On March 31, those newly eligible for vaccination in the third and fourth tiers of Phase 1B include:

Anyone between the ages of 60 and 64;

Restaurant staff, construction workers and others who work in congregate settings;

Anyone living in a congregate setting, such as a group home for those with disabilities, a homeless shelter, a jail or a prison;

Anyone with two or more comorbidities.

Statewide, more than 2.5 million vaccine doses have been administered since shipments first arrived in December, state data show.

In Snohomish County, about 70,000 people are fully vaccinated, while another 126,000 have received their first of two doses.

By the end of the month, roughly 5 million residents statewide will be eligible for vaccination, leaving a little more than a million adults awaiting a chance to get in line.

The state will likely make all adults eligible for vaccines by late April, Inslee said, meeting the May 1 deadline set by President Joe Biden.

Washington won’t open eligibility to everyone right away, as heads of other states have done, because it would drive demand beyond the current supply, he said.

“Governors look great when they just say everybody’s eligible for the vaccine,” Inslee said. “It’s one thing to be eligible for the vaccine and it’s another to get it. Just because a governor says, ‘I’ve opened it to everybody,’ it doesn’t mean he or she has delivered it to people. We want people to get vaccines, not just be eligible for them.”
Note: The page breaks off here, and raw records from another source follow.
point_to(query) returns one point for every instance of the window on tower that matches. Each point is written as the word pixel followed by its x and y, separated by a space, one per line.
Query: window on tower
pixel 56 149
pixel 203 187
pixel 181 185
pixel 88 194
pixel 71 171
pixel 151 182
As more people become eligible, the state Department of Health is trying to make it easier to secure an appointment.

The agency launched a new vaccine locator tool on its website, vaccinelocator.doh.wa.gov, centralizing all available appointments in a given area.

“It’s as easy as typing in your zip code,” Inslee said. “We think this is going to be a substantial help to folks. It’s good to be leading the class, so to speak.”

In Snohomish County, the site showed open appointments across nearly a dozen pharmacies, clinics and other providers.

For those without access to the internet, Amazon is partnering with the Department of Health to boost capacity for the state’s vaccine hotline at 800-525-0127.